Regarding RAG in particular, EM-LLM often shows significant gains on tasks needing deep understanding of a single, long, coherent context. A key reason is that EM-LLM allows each layer to retrieve and integrate relevant information from different "episodes" of the context independently, offering more nuance than a typical single RAG step, for similar overall resource use.

mountainriver•8mo ago
TTT, cannon layers, and titans seem like a stronger approach IMO.

Information needs to be compressed into latent space or it becomes computationally intractable

searchguy•8mo ago
do you have references to

> TTT, cannon layers, and titans

najarvg•8mo ago
This was the nearest reference I could find. Links to an unofficial pytorch implementation on Github are also linked in the threads somewhere - https://www.reddit.com/r/LocalLLaMA/comments/1i0q8nw/titans_...
vessenes•8mo ago
is titans replicated? I feel like lucidrains couldn't replicate.
logicchains•8mo ago
I think something like Titans explains Gemini's excellent long context performance. That would explain why the Titan team hasn't released the training code or hyperpameters used even though they said in the paper that they would, and why soon after that it came out that DeepMind would be holding off publishing new results for 6 months to avoid giving away competitive advantages.
p_v_doom•8mo ago
Interesting. Before there even was attention I was thinking that the episodic memory model offers something that could be very useful for neural nets, so its cool to see people testing that
killerstorm•8mo ago
Note that this works within a single sequence of tokens. It might be consistent with "episodic memory" metaphor if we consider a particular transformer run as its experience.
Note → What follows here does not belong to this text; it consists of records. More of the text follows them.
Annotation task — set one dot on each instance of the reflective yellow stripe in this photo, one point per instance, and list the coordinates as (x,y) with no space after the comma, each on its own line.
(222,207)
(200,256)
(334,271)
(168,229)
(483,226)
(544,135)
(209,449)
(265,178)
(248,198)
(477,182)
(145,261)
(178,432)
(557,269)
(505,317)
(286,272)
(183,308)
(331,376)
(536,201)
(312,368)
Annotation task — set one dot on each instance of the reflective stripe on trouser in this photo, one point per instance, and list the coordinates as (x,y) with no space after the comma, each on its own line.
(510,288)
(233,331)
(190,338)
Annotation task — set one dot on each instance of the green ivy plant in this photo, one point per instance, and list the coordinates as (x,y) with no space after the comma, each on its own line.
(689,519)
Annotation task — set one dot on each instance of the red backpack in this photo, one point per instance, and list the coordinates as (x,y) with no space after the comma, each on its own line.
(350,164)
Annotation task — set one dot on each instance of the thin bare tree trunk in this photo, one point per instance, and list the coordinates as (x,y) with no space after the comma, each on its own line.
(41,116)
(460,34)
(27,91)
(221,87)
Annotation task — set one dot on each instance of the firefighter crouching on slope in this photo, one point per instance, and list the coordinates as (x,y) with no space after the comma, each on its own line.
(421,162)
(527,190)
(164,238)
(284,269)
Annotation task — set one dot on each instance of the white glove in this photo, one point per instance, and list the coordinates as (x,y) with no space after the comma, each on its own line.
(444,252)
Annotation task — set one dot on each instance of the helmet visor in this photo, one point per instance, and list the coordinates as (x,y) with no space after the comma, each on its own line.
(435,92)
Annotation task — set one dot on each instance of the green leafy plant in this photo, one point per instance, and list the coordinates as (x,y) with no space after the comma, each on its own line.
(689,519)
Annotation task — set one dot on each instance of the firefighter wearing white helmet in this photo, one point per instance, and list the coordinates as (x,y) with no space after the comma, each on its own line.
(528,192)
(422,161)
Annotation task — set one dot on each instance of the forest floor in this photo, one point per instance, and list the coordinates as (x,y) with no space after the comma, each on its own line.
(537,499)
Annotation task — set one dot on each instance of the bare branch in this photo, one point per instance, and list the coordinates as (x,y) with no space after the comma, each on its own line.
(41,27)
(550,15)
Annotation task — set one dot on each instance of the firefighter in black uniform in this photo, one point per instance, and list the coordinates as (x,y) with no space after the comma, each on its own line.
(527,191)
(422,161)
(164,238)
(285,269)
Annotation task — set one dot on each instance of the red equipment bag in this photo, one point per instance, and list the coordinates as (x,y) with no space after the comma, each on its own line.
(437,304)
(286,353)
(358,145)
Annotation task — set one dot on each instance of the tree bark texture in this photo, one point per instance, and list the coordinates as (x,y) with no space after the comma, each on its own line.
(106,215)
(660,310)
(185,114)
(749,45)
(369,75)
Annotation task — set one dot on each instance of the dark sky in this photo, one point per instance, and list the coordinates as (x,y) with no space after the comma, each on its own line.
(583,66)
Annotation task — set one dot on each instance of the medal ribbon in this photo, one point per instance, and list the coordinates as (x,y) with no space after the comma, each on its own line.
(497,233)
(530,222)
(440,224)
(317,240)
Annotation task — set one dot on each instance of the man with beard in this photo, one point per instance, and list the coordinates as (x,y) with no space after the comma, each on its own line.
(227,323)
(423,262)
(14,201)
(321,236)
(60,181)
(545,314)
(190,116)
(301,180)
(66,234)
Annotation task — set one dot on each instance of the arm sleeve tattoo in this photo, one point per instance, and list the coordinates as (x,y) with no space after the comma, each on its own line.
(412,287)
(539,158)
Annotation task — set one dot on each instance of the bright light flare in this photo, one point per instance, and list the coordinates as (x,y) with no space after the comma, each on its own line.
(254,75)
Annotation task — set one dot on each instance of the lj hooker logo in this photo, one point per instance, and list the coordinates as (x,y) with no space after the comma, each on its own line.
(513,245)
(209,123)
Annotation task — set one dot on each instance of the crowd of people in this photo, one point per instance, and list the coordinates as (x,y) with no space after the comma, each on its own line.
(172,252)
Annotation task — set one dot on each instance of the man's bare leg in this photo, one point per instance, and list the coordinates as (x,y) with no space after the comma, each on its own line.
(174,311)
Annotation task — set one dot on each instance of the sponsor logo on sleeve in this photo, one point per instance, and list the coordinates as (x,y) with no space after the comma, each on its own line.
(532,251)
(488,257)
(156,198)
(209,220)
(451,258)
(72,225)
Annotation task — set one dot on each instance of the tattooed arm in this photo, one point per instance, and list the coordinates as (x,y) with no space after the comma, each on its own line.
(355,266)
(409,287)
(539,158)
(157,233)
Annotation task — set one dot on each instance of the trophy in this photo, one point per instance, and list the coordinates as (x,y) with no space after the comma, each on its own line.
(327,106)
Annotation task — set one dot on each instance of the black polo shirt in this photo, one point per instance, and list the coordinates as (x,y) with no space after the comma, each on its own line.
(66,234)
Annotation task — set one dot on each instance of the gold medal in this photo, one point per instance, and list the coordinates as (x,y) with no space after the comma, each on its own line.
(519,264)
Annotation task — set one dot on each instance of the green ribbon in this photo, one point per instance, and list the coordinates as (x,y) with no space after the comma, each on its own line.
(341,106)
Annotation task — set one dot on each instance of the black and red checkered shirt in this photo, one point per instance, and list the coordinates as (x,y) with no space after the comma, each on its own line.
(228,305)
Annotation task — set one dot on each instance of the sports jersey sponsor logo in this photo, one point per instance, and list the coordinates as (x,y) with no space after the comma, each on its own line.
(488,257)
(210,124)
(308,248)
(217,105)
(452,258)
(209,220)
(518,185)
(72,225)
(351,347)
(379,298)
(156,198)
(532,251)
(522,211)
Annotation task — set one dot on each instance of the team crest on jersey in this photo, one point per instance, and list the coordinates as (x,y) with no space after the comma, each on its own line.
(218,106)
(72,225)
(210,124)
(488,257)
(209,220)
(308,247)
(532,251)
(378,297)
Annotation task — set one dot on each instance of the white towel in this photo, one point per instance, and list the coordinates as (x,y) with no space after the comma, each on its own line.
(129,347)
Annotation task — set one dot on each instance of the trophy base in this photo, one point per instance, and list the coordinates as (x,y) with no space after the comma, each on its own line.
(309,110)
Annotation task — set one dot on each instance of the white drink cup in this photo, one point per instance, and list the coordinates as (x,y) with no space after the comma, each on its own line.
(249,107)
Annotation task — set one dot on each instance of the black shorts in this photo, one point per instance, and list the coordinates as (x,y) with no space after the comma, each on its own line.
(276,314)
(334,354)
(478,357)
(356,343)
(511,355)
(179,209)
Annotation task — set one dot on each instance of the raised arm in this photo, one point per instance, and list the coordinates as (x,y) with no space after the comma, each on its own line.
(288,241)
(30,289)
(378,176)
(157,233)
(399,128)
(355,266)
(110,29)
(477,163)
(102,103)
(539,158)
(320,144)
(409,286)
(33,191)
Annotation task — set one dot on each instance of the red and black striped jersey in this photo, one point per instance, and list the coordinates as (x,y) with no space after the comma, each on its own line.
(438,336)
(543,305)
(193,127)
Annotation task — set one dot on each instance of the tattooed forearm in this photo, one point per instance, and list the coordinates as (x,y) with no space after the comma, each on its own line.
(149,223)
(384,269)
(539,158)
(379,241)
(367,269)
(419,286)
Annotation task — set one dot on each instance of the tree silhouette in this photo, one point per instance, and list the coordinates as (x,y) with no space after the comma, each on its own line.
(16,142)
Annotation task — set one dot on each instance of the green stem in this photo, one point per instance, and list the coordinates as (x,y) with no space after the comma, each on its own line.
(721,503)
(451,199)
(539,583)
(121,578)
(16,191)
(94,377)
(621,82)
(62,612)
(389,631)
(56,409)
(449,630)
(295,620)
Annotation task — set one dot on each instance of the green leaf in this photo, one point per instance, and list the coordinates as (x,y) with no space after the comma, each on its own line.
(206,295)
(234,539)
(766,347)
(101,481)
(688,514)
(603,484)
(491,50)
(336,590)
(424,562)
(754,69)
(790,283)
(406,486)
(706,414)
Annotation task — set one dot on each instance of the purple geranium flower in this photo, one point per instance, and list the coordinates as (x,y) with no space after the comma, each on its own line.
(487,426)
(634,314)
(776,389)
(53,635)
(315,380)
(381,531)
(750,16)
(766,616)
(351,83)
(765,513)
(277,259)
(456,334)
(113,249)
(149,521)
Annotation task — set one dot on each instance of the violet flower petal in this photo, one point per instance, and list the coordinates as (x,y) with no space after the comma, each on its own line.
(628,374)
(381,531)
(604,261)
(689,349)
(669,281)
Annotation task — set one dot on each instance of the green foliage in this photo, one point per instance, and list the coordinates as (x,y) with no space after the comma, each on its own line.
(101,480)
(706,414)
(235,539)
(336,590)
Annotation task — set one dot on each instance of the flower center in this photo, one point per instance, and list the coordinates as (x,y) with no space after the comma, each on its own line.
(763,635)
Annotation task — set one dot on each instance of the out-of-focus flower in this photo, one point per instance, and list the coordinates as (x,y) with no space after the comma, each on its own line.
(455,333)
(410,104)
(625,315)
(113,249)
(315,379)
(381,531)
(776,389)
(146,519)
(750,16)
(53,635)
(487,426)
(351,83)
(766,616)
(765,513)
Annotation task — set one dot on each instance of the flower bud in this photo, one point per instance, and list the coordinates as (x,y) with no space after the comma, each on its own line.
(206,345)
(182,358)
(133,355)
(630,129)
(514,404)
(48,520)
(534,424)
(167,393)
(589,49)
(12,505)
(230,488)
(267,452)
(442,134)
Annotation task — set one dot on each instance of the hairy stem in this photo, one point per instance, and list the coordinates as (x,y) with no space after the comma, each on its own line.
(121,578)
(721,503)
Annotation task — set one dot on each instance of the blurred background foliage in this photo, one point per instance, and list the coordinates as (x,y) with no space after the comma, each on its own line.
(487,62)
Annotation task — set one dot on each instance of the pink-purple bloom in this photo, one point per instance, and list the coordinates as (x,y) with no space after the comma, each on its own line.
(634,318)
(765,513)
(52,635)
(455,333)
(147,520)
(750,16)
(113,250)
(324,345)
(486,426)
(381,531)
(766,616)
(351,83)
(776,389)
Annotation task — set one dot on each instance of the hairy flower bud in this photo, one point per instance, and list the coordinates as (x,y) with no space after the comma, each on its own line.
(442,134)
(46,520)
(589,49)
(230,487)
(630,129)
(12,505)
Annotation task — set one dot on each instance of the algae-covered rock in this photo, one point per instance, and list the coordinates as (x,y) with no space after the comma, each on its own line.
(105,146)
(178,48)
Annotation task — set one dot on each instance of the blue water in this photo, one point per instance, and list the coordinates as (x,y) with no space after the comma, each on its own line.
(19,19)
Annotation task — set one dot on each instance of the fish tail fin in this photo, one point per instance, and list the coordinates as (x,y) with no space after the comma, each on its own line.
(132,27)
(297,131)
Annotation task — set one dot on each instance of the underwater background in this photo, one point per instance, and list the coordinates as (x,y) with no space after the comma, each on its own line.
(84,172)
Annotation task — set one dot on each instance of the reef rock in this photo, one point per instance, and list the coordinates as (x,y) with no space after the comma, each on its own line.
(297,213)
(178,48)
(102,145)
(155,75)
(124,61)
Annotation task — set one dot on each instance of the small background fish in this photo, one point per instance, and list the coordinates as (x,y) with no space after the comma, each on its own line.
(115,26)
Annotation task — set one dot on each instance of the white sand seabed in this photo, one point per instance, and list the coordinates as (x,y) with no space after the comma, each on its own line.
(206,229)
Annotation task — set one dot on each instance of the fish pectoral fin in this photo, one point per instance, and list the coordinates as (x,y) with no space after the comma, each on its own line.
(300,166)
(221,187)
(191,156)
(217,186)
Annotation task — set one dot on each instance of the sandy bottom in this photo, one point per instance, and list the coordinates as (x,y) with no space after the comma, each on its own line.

But this might be very different from what people expect from "memory" - i.e. ability to learn vast amounts of information and retrieve it as necessary.

This is more like a refinement of transformer attention: instead of running attention over all tokens (which is very expensive as it's quadratic), it selects a subset of token spans and runs fine-grained attention only on those. So it essentially breaks transformer attention into two parts - coarse-grained (k-NN over token spans) and fine-grained (normal).

It might be a great thing for long-context situations. But it doesn't make sense when you want millions of different facts to be considered - making them into long context is rather inefficient.

yorwba•8mo ago
It would be inefficient if you had to do it from scratch for every query, but if you can do it once as a preprocessing step and reuse the prepared context for many queries, it might start to become more efficient than a shorter context that includes only some documents but has to be reprocessed because it's different every time.
killerstorm•8mo ago
Yes, I think it might be a good solution where you have a context up to 10M of tokens and you do a lot of requests with that context. It might be relevant for agentic stuff which tends to produce long chat logs - especially with some gadgets on top, e.g. some 'episodes' might be completely removed as obsolete.

But I don't think it's a good solution for bigger amounts of data - as in that case it's more beneficial if that can be formed into independent memories.